L’organisation Human Rights Watch accuse les forces de sécurité congolaises d’avoir fait un usage excessif de la force lors de la manifestation du 12 juin 2026 à Kinshasa contre un projet de loi jugé susceptible de prolonger le mandat du président Félix Tshisekedi.
Dans un rapport publié ce jeudi 9 juillet, l’organisation affirme que la police a dispersé les manifestants à l’aide de gaz lacrymogènes et de matraques.
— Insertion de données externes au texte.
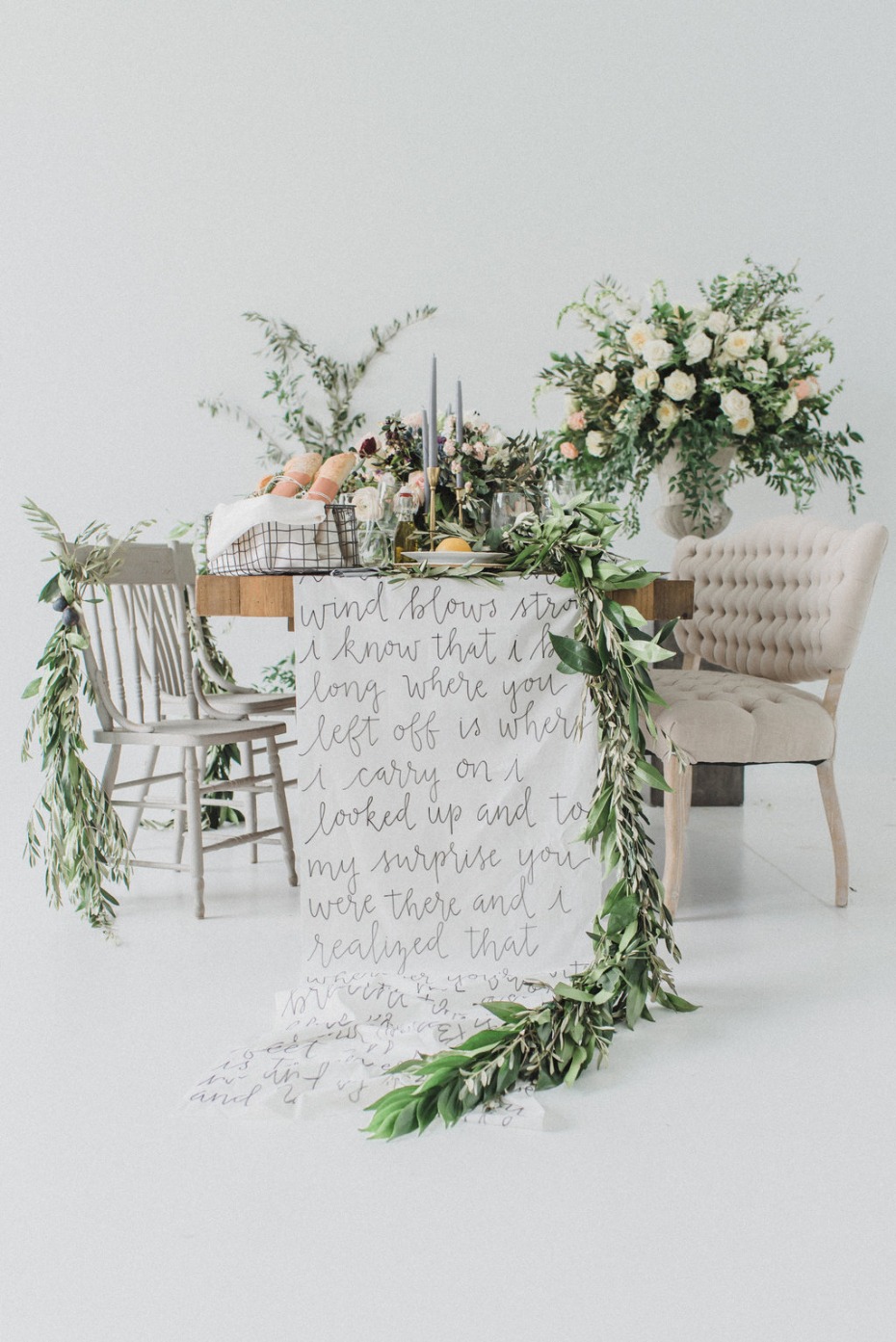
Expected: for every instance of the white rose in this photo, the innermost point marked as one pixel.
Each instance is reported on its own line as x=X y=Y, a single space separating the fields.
x=755 y=369
x=637 y=335
x=698 y=347
x=679 y=385
x=366 y=502
x=735 y=406
x=646 y=380
x=718 y=323
x=739 y=344
x=790 y=408
x=667 y=413
x=738 y=410
x=656 y=354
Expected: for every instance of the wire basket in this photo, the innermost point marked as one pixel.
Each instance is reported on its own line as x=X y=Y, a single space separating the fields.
x=279 y=548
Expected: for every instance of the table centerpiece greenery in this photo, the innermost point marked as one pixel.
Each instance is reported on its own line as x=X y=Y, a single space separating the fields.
x=741 y=369
x=486 y=458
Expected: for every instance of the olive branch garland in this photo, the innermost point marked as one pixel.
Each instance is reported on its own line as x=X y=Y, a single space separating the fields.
x=557 y=1040
x=74 y=829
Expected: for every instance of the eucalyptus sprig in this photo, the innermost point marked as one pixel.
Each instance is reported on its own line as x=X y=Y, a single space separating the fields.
x=557 y=1040
x=293 y=360
x=74 y=829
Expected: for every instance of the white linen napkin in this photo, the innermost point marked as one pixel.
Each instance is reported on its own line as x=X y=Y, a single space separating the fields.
x=229 y=521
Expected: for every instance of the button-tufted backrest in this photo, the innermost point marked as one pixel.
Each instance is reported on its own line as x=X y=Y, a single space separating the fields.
x=785 y=598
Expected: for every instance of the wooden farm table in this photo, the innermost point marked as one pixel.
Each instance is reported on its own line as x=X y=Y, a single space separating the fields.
x=271 y=596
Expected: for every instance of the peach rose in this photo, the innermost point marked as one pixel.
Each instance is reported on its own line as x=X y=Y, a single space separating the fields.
x=806 y=388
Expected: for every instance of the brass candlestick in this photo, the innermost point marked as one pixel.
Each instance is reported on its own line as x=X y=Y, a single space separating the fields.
x=432 y=481
x=459 y=494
Elle soutient également que les forces de l’ordre n’ont pas empêché des attaques attribuées à des membres de la Force du Progrès, un groupe présenté comme proche de l’UDPS, le parti présidentiel.
Selon Human Rights Watch, des vidéos vérifiées montrent des affrontements, des actes de vandalisme visant des sièges de partis d’opposition ainsi que des attaques contre le siège de l’ECiDé, où plusieurs manifestants avaient trouvé refuge.
L’organisation indique avoir documenté les blessures de plus d’une dizaine de personnes, parmi lesquelles des figures de l’opposition, ainsi que l’arrestation de dizaines de manifestants.
Elle affirme en outre que certains membres de la Force du Progrès lui ont déclaré avoir été mobilisés par des responsables de l’UDPS pour empêcher la tenue de la manifestation, une accusation que le parti rejette.
De leur côté, les autorités congolaises annoncent l’ouverture d’une enquête sur les violences survenues lors de cette journée.
L’UDPS soutient, pour sa part, que les auteurs des attaques se sont fait passer pour des membres de la Force du Progrès.
Human Rights Watch appelle enfin à la mise en place d’une enquête indépendante, impartiale et transparente afin d’établir les responsabilités et de traduire en justice les auteurs des violences.